Data Engineering for Growth Analytics — Part 2: Attribution Modeling with GA4 Data
In Part 1, we threw out the idea of rebuilding the GA4 interface in SQL. Instead, we designed what actually matters: clean anonymous entities and structured touchpoints from raw event data. All on the whiteboard, no slides.
Now here's where it gets interesting. In Part 2, we take those building blocks and answer the question everyone actually cares about: where are my conversions coming from?
Here's the thing — most attribution setups I see in the wild are either blindly trusting Google's default channel grouping or building overly complex multi-touch models that nobody on the marketing team understands. Both miss the point.
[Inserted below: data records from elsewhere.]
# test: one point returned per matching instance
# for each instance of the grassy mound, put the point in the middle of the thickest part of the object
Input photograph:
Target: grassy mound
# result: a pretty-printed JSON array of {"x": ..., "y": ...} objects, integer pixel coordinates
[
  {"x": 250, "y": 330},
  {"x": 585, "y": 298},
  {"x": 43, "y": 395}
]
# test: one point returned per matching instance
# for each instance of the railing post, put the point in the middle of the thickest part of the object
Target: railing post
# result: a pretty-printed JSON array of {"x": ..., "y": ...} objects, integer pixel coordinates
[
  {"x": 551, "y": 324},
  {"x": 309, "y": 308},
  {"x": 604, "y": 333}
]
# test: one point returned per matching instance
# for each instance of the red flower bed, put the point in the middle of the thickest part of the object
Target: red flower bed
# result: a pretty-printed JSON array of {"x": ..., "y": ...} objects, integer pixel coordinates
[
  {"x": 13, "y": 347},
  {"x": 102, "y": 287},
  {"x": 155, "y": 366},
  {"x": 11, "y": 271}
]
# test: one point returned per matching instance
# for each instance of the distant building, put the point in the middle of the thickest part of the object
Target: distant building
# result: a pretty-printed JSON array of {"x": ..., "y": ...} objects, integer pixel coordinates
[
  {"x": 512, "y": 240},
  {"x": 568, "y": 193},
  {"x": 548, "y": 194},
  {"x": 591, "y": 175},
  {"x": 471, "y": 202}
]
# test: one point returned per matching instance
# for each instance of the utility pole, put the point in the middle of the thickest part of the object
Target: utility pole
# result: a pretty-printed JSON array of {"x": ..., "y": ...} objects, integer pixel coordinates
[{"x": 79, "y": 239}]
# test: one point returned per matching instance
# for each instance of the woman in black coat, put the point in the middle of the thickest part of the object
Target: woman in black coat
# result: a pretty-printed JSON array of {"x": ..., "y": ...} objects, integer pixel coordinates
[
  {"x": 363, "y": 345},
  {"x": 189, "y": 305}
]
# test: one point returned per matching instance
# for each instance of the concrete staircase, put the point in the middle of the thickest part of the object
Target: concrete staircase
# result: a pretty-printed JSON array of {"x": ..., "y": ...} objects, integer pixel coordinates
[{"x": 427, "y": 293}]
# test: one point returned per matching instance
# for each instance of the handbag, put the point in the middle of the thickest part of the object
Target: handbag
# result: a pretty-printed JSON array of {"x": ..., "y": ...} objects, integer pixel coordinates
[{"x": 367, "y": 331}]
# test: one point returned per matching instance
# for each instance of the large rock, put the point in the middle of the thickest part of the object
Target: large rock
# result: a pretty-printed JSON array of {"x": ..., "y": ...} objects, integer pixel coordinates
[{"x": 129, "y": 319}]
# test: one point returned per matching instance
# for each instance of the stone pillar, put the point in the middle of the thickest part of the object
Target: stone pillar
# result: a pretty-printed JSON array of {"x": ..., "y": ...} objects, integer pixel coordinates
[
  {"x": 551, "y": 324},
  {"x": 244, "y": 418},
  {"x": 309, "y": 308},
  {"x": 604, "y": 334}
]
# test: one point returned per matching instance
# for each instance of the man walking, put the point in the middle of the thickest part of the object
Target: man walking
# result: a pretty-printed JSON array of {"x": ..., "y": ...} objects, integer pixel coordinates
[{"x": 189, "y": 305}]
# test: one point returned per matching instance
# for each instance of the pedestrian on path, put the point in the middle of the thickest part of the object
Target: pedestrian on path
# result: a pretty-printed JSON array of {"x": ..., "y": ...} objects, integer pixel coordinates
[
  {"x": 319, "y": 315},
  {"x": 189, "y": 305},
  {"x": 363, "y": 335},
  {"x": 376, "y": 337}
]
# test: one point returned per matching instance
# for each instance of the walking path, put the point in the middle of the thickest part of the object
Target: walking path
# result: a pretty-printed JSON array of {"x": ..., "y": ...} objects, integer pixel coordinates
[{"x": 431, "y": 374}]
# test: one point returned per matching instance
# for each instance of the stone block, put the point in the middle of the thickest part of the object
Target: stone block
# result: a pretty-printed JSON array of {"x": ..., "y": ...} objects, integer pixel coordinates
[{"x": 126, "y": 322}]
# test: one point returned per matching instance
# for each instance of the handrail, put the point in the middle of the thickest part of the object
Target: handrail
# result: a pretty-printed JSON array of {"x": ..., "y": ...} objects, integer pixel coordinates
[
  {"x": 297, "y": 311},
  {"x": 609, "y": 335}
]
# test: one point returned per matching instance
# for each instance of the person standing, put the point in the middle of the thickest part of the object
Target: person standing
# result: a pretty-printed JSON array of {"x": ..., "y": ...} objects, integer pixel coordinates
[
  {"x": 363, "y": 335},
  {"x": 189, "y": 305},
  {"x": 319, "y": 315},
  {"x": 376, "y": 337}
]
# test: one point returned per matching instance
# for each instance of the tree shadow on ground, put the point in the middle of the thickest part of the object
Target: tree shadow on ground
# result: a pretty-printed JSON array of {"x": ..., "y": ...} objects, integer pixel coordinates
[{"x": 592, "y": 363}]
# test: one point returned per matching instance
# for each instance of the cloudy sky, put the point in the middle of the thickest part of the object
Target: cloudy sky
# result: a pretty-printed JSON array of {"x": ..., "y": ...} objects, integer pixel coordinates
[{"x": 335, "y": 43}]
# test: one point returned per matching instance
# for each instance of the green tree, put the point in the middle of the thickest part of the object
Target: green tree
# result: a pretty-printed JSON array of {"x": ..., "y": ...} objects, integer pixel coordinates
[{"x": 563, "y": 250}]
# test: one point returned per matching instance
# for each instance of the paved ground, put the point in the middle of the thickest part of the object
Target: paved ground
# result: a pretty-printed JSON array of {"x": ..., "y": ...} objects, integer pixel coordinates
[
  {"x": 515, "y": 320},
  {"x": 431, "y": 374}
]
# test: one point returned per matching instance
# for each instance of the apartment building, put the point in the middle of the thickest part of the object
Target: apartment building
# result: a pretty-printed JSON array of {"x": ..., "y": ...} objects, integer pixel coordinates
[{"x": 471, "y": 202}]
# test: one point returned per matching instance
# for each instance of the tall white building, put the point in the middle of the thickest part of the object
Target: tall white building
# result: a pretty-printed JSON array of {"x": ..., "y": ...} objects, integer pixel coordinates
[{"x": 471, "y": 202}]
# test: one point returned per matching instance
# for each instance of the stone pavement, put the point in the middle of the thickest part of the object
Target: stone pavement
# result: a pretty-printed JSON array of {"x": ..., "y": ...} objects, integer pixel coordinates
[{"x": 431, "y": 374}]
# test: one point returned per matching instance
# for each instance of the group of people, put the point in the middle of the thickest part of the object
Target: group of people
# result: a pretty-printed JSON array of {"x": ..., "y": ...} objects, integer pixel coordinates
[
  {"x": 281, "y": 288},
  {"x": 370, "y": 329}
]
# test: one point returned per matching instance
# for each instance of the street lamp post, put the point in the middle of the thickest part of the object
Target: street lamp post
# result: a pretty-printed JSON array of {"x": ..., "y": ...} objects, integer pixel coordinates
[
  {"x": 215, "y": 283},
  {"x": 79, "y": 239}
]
What we'll design together:
A channel classification model that you actually control — no black-box defaults
First-touch and last-touch attribution from the touchpoint model we built in Part 1
Why the attribution waterfall matters: click IDs > UTMs > referrer > direct — and how to think about that priority
Where GA4's built-in session scoping breaks down — and when you need to roll your own
When multi-touch makes sense and when it's just noise
Same format as Part 1: mostly whiteboard design with some SQL to make it concrete. The goal is that you walk away understanding the architecture — generating the queries from there is the easy part.
You don't need to have attended Part 1 to follow along, but it helps. The entity and touchpoint models from that session are the foundation we'll build on here.